Ce vaste sujet de la DEI, basé chez Bain & Company sur une politique Monde « volontairement minimaliste », édictée par la gouvernance globale, divisée en huit grands chapitres, est ensuite de la compétence de chaque pays. Une question culturelle, cultuelle, et de spécificités nationales (notamment légales). La politique française est, elle, basée sur cinq d’entre eux : diversité de genre, d’orientation sexuelle, culturelle, inclusion sociale et handicap. Avec, à la clef, une réunion hebdomadaire ou bimensuelle pour chaque groupe. Manel Oliva-Trastoy participe aussi au brainstorming mensuel du Comité DEI européen qui permet d’échanger sur les bonnes initiatives et les bonnes pratiques.
Comment se déploie en interne et en externe la politique DEI française ? « Par des actions concrètes lors des événements de recrutement, la venue d’intervenants, le sponsoring d’initiatives, des campagnes, et nos prises de position par messages internes et externes que nous avons décidés moins mainstream, mais plus audacieuses. Et tant pis si l’on dérange, bien au contraire, cela permet aussi de faire bouger les lignes. Comme lors de la semaine des Fiertés en juin, où l’on diffusait un message par jour, dont l’un portait sur le taux de suicide des jeunes LGBTQ+. »

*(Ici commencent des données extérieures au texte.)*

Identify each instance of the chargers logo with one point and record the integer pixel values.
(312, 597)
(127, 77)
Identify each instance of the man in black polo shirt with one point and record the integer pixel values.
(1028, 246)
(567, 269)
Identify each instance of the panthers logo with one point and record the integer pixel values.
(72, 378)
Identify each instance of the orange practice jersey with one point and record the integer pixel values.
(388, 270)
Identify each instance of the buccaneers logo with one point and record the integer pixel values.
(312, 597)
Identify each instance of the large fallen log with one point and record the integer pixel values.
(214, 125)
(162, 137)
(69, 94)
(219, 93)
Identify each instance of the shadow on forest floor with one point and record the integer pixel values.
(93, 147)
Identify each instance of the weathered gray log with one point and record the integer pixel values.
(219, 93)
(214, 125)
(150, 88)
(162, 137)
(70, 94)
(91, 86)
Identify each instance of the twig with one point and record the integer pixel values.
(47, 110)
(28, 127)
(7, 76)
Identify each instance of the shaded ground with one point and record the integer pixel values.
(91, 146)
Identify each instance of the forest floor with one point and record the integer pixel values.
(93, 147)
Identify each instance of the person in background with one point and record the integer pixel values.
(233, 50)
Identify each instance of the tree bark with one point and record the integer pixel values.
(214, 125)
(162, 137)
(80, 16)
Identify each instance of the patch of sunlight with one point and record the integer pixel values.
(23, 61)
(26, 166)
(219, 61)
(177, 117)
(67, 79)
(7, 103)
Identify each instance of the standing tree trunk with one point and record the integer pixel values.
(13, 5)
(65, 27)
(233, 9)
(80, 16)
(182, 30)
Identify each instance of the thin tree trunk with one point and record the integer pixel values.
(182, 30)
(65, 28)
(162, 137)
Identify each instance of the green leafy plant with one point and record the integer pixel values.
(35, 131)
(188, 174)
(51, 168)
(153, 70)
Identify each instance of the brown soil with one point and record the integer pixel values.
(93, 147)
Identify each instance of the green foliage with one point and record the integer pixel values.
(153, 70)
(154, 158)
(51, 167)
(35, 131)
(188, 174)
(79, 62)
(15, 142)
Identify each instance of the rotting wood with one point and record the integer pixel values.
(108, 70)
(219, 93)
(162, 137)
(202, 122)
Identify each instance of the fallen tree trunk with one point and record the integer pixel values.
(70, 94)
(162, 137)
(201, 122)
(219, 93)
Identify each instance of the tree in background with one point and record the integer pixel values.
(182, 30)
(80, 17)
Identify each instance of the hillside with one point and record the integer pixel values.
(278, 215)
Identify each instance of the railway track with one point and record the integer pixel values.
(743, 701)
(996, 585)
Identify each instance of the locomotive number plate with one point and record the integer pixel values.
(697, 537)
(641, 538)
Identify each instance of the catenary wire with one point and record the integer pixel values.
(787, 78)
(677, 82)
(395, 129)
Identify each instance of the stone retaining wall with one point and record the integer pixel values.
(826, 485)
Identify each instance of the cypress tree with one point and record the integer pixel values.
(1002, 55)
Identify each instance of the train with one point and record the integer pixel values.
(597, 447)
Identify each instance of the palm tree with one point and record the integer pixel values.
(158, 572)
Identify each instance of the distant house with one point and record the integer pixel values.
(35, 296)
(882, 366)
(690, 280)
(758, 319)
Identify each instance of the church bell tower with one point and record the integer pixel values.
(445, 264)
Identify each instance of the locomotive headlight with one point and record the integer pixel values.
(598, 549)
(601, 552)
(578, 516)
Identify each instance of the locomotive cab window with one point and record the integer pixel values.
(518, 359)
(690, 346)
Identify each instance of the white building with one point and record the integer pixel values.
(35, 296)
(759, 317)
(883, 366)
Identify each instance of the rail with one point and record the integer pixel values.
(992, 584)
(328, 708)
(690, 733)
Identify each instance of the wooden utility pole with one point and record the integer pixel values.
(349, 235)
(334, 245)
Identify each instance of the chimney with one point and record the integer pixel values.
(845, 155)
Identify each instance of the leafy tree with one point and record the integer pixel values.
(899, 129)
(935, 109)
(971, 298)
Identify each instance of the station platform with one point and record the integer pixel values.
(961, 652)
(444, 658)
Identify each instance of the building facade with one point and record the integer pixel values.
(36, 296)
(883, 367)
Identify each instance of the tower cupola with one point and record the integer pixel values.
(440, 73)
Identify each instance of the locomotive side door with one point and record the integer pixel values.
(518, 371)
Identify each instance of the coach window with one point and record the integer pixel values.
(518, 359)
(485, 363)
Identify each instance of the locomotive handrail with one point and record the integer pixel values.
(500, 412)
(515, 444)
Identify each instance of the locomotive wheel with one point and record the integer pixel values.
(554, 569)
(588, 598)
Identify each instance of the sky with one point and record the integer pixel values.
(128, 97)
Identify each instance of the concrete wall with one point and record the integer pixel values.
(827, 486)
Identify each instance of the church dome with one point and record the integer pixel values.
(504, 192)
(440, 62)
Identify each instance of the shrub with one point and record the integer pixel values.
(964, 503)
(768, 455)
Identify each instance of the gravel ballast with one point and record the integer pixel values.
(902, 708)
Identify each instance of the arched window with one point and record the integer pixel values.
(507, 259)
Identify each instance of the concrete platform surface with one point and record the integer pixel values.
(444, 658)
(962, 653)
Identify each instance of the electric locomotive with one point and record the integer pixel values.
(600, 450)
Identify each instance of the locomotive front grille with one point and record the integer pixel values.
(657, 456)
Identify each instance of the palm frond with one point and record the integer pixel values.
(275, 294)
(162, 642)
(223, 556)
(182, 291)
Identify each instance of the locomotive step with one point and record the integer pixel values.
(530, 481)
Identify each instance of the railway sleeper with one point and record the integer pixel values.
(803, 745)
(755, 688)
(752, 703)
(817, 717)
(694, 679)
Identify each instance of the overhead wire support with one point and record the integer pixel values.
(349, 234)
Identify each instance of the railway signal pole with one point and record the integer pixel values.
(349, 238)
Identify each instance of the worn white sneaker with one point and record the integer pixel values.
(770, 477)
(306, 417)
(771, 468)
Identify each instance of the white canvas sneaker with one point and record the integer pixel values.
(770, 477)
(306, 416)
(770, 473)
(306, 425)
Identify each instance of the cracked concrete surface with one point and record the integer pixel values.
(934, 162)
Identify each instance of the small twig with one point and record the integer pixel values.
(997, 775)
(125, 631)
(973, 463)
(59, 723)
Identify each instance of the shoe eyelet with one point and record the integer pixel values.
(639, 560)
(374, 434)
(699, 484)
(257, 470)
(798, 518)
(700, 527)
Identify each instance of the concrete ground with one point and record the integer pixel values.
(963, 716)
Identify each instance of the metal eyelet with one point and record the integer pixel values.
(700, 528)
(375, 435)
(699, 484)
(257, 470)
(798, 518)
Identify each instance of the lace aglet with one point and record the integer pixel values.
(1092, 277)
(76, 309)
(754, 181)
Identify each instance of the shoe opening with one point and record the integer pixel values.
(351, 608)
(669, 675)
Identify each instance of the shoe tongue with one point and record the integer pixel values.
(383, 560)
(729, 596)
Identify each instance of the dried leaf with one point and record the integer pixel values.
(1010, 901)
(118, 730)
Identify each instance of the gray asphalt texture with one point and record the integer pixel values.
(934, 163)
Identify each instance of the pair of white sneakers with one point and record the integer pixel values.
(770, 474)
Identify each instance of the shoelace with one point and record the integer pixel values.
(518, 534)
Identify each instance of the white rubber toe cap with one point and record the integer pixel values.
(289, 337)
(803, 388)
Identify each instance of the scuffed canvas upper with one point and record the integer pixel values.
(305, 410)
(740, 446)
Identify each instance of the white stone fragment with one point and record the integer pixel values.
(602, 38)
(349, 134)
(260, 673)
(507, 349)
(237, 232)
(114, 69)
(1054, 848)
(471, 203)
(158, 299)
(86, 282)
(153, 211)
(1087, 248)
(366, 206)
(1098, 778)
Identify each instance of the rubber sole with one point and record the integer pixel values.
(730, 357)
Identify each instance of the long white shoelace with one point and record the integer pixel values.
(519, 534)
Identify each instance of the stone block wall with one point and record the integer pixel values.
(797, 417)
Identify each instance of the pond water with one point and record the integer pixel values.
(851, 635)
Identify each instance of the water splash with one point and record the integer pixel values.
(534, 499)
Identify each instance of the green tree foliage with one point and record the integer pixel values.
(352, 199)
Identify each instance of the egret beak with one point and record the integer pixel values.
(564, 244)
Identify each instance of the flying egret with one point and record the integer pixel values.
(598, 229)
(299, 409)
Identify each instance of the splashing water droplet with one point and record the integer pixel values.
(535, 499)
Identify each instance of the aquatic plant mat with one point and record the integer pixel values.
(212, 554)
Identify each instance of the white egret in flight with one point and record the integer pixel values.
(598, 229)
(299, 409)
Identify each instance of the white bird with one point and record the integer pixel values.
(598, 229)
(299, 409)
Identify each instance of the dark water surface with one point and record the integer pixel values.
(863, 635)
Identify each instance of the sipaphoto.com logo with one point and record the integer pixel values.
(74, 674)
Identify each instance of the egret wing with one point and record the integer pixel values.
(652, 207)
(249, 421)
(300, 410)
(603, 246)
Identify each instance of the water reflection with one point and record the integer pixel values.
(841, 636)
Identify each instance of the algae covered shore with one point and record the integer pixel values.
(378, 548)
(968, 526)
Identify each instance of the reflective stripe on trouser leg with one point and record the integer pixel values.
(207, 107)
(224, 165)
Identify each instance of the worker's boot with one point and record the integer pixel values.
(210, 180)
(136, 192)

La « minorité » des femmes, un sujet prégnant
La gouvernance française du cabinet Bain & Company, depuis l’arrivée d’Ada Di Marzo en 2019, première femme à diriger Bain Paris, une des rares femmes à la tête d’un cabinet de conseil en stratégie, a en effet la volonté de changer de braquet en termes de diversité, d’équité, et d’inclusion. « Ma cooptation est le fruit d’un track record et d’une décennie de travail chez Bain à Paris », confirmait la DG France à Consultor à l’occasion de sa nomination. Car oui, oui, la féminisation et l’égalité entre les hommes et les femmes sont l’un des chapitres de la DEI dans les entreprises. Les femmes, représentant 51 % de la population, font toujours partie des minorités ! « Les femmes ne sont évidemment pas une population minoritaire dans notre société, mais dans le conseil, c’est malheureusement toujours le cas, reconnait Manel Oliva-Trastoy. Chez Bain, nous n’avons jamais eu à traiter le sujet de l’équité (mêmes salaires, même possibilité d’évolution des carrières, mêmes tâches). Reste le problème de l’inclusion des femmes dans notre secteur, pas au niveau d’entrée, qui est à environ 50-50, mais après 4 ou 5 ans d’expérience, on a un taux d’attrition plus élevé chez elles. »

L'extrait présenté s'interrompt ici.